Nevertheless, the company yesterday prided itself on a comparatively tiny $5 million investment in sustainable, energy-efficient housing in Miami-Dade, Broward, and Palm Beach Counties over the next three years. The bank is investing in the South Florida Housing Link Collaborative, a group of five local nonprofits, to build climate-resilient housing in “low- to moderate-income neighborhoods” near transit stations along the Florida East Coast Railway.
“These communities are facing many challenges due to the lack of resources, rapidly increasing property values, and urban flooding,” Mel Martinez, chairman of Southeast U.S. and Latin American affairs for JPMorgan Chase, said in a media statement. “These investments will help keep housing affordable and reduce energy costs for hundreds of residents, while also protecting their property from natural disasters.”
Climate-resilient and affordable housing is a necessity in a city such as Miami, where rent prices have been skyrocketing and forcing longtime residents out of their homes. Climate gentrification in places such as Little Haiti has changed the very makeup of the neighborhood. But the bank’s supposed altruism is overshadowed by its long history of investments that have harmed the environment.
On its website, JPMorgan Chase claims it is increasing its “focus on alternative and renewable energy,” but the bank is still investing in fossil fuel companies that are major players in human-caused climate change.
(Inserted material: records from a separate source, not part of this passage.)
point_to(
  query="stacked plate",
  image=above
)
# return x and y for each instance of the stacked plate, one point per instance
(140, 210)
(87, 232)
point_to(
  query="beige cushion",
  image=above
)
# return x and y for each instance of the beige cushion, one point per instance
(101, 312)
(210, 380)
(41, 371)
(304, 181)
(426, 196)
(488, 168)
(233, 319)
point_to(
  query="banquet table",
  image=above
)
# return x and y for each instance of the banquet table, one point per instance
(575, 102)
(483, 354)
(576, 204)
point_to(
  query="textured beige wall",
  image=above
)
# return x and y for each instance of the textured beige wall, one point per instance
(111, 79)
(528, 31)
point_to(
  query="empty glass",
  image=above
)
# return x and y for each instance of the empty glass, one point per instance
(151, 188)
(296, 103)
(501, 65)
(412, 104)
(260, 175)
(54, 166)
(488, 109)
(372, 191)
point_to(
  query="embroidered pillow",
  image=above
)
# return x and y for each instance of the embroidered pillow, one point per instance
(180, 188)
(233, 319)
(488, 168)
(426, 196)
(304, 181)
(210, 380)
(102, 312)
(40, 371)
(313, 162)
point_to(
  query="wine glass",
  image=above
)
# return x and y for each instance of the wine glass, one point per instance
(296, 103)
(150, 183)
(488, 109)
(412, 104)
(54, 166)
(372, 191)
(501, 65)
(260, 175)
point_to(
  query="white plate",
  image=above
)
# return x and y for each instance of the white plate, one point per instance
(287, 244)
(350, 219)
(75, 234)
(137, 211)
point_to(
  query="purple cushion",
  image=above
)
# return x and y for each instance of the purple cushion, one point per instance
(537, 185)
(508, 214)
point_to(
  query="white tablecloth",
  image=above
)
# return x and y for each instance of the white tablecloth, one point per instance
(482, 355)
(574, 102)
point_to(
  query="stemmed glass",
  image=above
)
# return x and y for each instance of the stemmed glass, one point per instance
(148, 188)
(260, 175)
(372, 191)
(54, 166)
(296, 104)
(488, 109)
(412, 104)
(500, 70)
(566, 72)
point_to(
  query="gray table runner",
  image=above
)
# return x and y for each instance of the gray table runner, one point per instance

According to a Sierra Club report released earlier this year, JPMorgan Chase “is by far the worst banker of fossil fuels and fossil fuel expansion — and therefore the world’s worst banker of climate change.”
The authors of that report wrote:
JPMorgan’s volume of finance for fossil fuels 2016-2018 is a shocking 29% higher than the second placed bank, Wells Fargo. The bank stands out even more from its peers in its volume of financing for the top companies expanding fossil fuel extraction and infrastructure: since the Paris climate agreement, JPMorgan Chase’s $67 billion in finance for the expanders is fully 68% higher than that of Citi, in distant second place.
The company’s clean investments pale in comparison. In 14 years, from 2003 to 2017, the bank put $18 billion toward renewable energy projects involving wind, solar, and geothermal power.
With the bank’s recent $5 million investment, the South Florida Housing Link Collaborative plans to build 150 affordable rental units, acquire and retrofit an additional 150 rental units with energy-efficient and climate-resilient upgrades, and provide 200 loans to homeowners eager to update their homes in a similar manner. The Solar and Energy Loan Fund (SELF), a micro-lending organization, will be one of the beneficiaries of JPMorgan Chase’s grant.
“We provide small loans to help people rehab their homes so that they are more sustainable and climate-resilient,” says Duanne Andrade, chief financial officer at SELF. The average loan is $8,500, and homeowners can use the funds to retrofit their homes with upgrades such as energy-efficient A/C units, fortified roofs, and hurricane windows or shutters. She says the interest rates on the loans vary between 5 and 9.75 percent.